Le retour de Twitter se complique. La startup Operation Bluebird, menée notamment par Stephen Coates, ancien conseiller juridique du Twitter original, avait lancé un nouveau réseau social sous l’adresse Twitter.now. L’idée était de reprendre une partie de l’identité laissée derrière par Elon Musk lorsqu’il a transformé Twitter en X après son rachat en 2022.

Pas de Twitter pour le nouveau Twitter

Mais X n’a pas apprécié. L’entreprise a saisi la justice pour atteinte à ses marques, et la justice a rendu une première décision. Il se trouve qu’utiliser le nom « Twitter » risquerait de semer la confusion chez les internautes. Operation Bluebird doit donc ranger Twitter.now et avancer sous un autre nom : Tweet.app.

La décision n’est pas pour autant une victoire totale pour X. Le tribunal estime que le réseau social a abandonné le mot « tweet » et le logo de l’oiseau. Tweet.app peut donc, pour le moment, garder ces éléments. Sur sa FAQ, la plateforme explique qu’un tribunal a refusé d’interdire son usage de la marque Tweet et du logo d’oiseau, car elle est en mesure de prouver que X les a abandonnés.

C’est précisément l’argument d’Operation Bluebird depuis le départ : si Twitter est devenu X, alors une partie de l’ancienne identité a été laissée de côté. Stephen Coates l’a formulé plus directement auprès d’Ars Technica : « Nous avons attendu des mois et des mois pour lancer, et nous n’allons plus attendre. »

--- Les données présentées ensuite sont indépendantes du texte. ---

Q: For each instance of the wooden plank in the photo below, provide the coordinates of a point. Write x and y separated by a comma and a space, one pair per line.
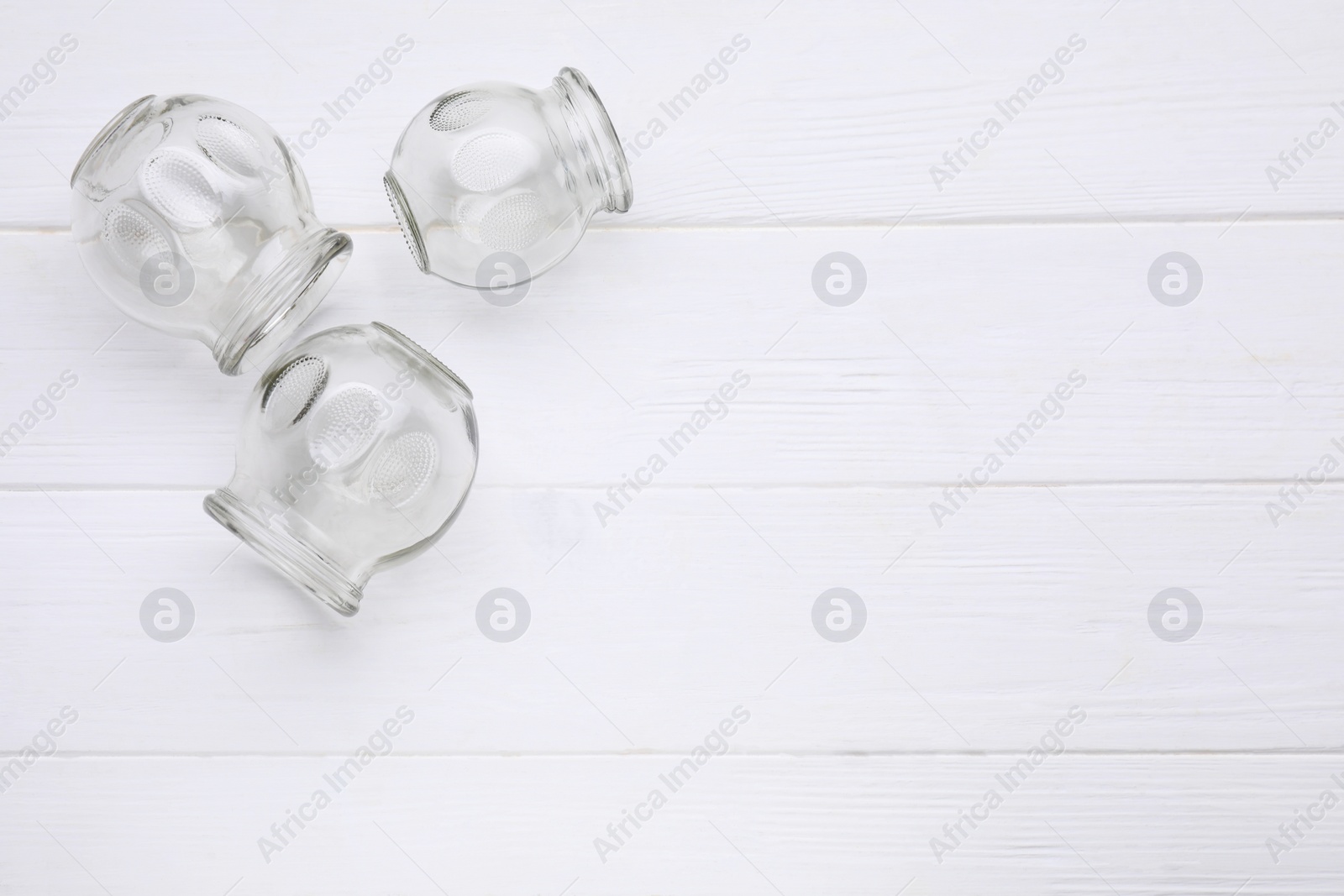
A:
739, 825
978, 634
831, 116
622, 345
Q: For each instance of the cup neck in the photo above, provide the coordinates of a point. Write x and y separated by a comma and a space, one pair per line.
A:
595, 137
302, 562
273, 308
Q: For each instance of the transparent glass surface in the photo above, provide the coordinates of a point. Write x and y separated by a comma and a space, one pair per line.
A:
494, 183
194, 219
356, 450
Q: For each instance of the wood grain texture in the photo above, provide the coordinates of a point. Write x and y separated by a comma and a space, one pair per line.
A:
835, 114
991, 614
979, 634
763, 825
960, 336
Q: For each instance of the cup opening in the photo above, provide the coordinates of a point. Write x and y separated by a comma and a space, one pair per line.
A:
300, 562
606, 156
280, 302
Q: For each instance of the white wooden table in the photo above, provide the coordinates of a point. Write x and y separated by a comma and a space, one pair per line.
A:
985, 627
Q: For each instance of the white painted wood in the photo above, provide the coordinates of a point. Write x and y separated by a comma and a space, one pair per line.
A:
741, 825
960, 336
1032, 598
835, 113
979, 634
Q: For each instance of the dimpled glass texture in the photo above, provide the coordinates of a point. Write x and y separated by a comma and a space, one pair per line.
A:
356, 452
194, 219
494, 183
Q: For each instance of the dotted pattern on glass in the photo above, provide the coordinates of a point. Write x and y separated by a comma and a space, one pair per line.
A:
344, 425
291, 396
228, 145
178, 188
514, 222
132, 237
403, 466
491, 161
460, 110
405, 223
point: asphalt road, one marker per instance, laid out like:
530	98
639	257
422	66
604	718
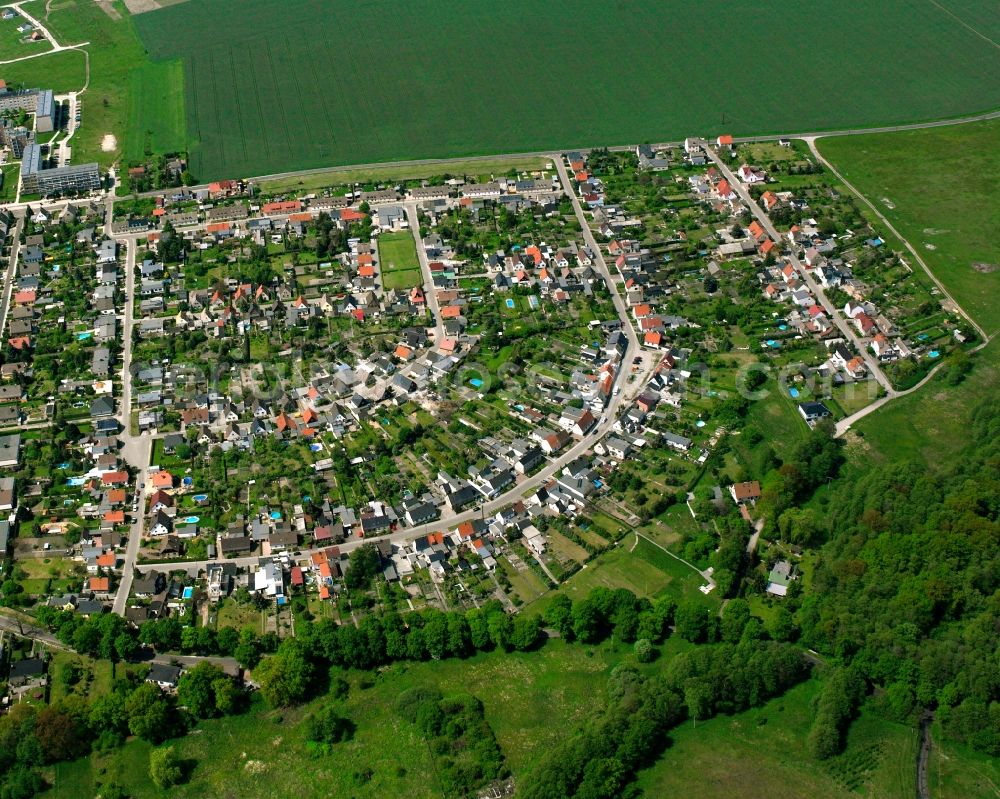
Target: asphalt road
425	162
8	278
136	450
626	390
430	295
833	313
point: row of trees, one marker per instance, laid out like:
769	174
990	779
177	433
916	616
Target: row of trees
32	737
604	755
905	592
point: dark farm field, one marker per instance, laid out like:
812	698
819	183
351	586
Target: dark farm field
273	86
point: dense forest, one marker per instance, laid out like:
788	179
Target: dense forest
906	592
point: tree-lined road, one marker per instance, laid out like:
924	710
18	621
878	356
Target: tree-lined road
817	291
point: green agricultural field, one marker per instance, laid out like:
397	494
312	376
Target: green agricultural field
115	54
156	121
397	259
937	187
484	168
931	424
16	45
764	755
62	72
273	86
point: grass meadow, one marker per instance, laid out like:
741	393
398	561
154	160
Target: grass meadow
938	188
115	55
275	86
531	700
397	260
156	122
764	751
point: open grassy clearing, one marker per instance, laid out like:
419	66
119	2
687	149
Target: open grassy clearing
115	54
937	187
62	72
398	80
929	424
156	110
14	44
761	753
639	566
397	257
531	700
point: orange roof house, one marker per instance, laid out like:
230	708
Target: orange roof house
285	207
107	561
162	479
285	422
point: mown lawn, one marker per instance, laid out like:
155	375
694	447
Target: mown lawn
639	566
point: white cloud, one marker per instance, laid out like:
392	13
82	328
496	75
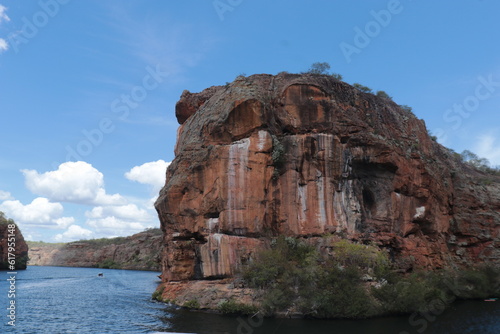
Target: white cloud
39	212
74	232
488	147
4	46
76	182
64	222
3	16
4	195
126	212
151	173
112	226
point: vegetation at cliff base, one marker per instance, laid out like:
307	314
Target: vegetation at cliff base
350	280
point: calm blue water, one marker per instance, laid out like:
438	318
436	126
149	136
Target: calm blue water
75	300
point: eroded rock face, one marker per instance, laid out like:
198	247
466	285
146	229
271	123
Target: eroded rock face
309	156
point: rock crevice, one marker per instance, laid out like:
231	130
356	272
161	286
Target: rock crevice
308	156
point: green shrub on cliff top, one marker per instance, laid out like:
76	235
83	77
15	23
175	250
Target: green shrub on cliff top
233	307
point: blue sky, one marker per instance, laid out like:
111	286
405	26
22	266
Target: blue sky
88	88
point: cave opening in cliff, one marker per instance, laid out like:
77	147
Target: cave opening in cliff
369	201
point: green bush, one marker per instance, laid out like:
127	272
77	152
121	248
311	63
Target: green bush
192	304
233	307
383	95
293	275
406	295
362	88
319	68
108	264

Tweet.app est déjà en ligne, mais il faut encore patienter avant de publier ses premiers tweets. Le service accepte seulement les inscriptions sur liste d’attente. Plus de 170.000 personnes se seraient déjà inscrites et auraient demandé un nom d’utilisateur. Une opération qui a un coût, puisque la réservation d’un pseudo coûte 20 $.

Il existe aussi une formule Fighter à 40 $, avec les avantages des premiers soutiens : numéro et badge de fondateur, ainsi qu’un badge exclusif en forme de lance-pierre. Le site présente cette option comme destinée à ceux qui « ne font pas qu’arriver, ils se lèvent ». Peu importe ce que ça peut bien signifier.

La plateforme justifie ce ticket d’entrée par la lutte contre les bots et le besoin de rester indépendante. En clair, payer serait une façon de prouver qu’un vrai humain se trouve derrière le compte. Le réseau veut également corriger ce qu’il reproche aux plateformes actuelles : trop d’algorithmes, trop d’indignation, trop de faux consensus, avec l’aide de Vera, une IA censé vérifier les publications en temps réel.